There's this funny thing about how dawn is associated with hope, which is fine and dandy. You just have to bear in mind that hope is a very subjective thing. Pinko-tankies have hope for their vision of Utopia as sure as traditionalists do. Everyone thinks the world will be better when it acts according to their vision of how it should be, and in that regard sometimes one man's dawn is another man's dusk.
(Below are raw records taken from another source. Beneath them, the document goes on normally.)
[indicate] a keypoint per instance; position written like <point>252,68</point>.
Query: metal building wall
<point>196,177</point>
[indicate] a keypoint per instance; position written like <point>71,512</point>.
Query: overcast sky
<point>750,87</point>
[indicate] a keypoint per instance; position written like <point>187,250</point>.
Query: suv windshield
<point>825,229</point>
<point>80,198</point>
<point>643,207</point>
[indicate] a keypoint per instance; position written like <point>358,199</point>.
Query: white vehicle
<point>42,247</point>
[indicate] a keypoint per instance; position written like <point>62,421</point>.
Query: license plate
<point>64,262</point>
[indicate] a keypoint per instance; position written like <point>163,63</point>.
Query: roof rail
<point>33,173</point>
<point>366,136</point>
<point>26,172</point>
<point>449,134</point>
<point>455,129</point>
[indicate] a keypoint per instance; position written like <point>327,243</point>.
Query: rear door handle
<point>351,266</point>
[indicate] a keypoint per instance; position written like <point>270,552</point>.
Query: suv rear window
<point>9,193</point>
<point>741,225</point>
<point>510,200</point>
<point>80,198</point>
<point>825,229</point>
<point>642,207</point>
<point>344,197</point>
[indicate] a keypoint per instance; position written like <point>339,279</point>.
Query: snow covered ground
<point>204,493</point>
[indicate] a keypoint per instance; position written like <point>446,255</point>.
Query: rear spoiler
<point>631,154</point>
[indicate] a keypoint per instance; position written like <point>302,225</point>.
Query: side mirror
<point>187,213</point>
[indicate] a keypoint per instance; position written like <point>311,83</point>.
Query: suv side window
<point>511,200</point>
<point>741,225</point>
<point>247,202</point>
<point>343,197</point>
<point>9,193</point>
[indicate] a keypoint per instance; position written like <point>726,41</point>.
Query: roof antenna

One of the key things to remember about hope is that it depends on wanting something you think would be better than what you have.

Perhaps a dawn is coming.

But for whom?


----------



## ditto (Dec 30, 2020)

VIVIIXI said:


> Perhaps a dawn is coming.
> 
> But for whom?


Bugmen, unfortunately.


----------



## The Last Stand (Dec 30, 2020)

Clockwork_PurBle said:


> 2020 was really shaping up to be my year. Really, it was. Then March happened and I no longer had campus and community activities I was involved in, had to finish junior college in my bedroom, and didn't even get to walk at graduation (which was important to me as a first-gen). Whole lot of nothing. I transferred to a uni and it really hasn't been all that fun, to be honest. I have no purpose.
> 
> I am now constantly questioning every life decision I've made so far. It doesn't feel right to spend my scholarship money on tuition right now because God knows I'm not getting my money's worth, but what happens if I withdraw? I'm a junior, not a freshman, so it's a bigger thing to do so. Do I just withdraw and try to go back when this is over? But what if this never ends? What if I do go back but I'm a 27 year old among 19 year olds? I already feel isolated within my generation enough as it is, it would be more hellish to be with a literal different, younger generation. I've always felt more at home with Boomers.
> 
> ...


On the subject of college, Corona was a blessing in disguise for me. My major then wasn't working out, so when school shut down, I switched after some thinking. 




The Nothingness said:


> My faith in humanity really took a dive thanks to 2020. It was the perfect storm of the China virus, the BLM riots, and the bullshit that was the US election. I have not felt this disheartened since my naive view of the world was shattered on September 11th, 2001 (and the excuse for that was I was a child).


Not even because of the lockdowns, but BLM and the media made me more cynical. 

Everybody was pushing that Biden would fix America after Trump. It was all over the place. 

When George Floyd happened, one city burned. Then, more cities. Then, more cases like George Floyd happened. It spiralled out of control. They started harassing people, businesses, schools. Which turned violent with immunity. 

The freedom part, I slightly disagree. A pandemic doesn't care about your rights or what day it is. You would get sick regardless. I understand taking precautions with a case like this. Masks, washing your hands, social distancing. 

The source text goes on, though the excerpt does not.